Download or read book Handbook of Health Social Work written by Sarah Gehlert and published by John Wiley & Sons. This book was released on 2006-03-20 with total page 769 pages. Available in PDF, EPUB and Kindle. Book excerpt: The Handbook of Health Social Work provides a comprehensive and evidence-based overview of contemporary social work practice in health care. Written from a wellness perspective, the chapters cover the spectrum of health social work settings with contributions from a wide range of experts. The resulting resource offers both a foundation for social work practice in health care and a guide for strategy, policy, and program development in proactive and actionable terms. Three sections present the material: The Foundations of Social Work in Health Care provides information that is basic and central to the operations of social workers in health care, including conceptual underpinnings; the development of the profession; the wide array of roles performed by social workers in health care settings; ethical issues and decision - making in a variety of arenas; public health and social work; health policy and social work; and the understanding of community factors in health social work.
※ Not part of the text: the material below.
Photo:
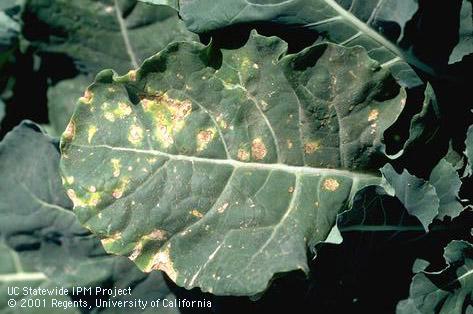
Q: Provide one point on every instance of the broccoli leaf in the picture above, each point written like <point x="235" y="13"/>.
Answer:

Health Social Work Practice: A Spectrum of Critical Considerations delves into critical practice issues such as theories of health behavior; assessment; effective communication with both clients and other members of health care teams; intersections between health and mental health; the effects of religion and spirituality on health care; family and health; sexuality in health care; and substance abuse. Health Social Work: Selected Areas of Practice presents a range of examples of social work practice, including settings that involve older adults; nephrology; oncology; chronic diseases such as diabetes, heart disease, and HIV/AIDS; genetics; end of life care; pain management and palliative care; and alternative treatments and traditional healers. The first book of its kind to unite the entire body of health social work knowledge, the Handbook of Health Social Work is a must-read for social work educators, administrators, students, and practitioners.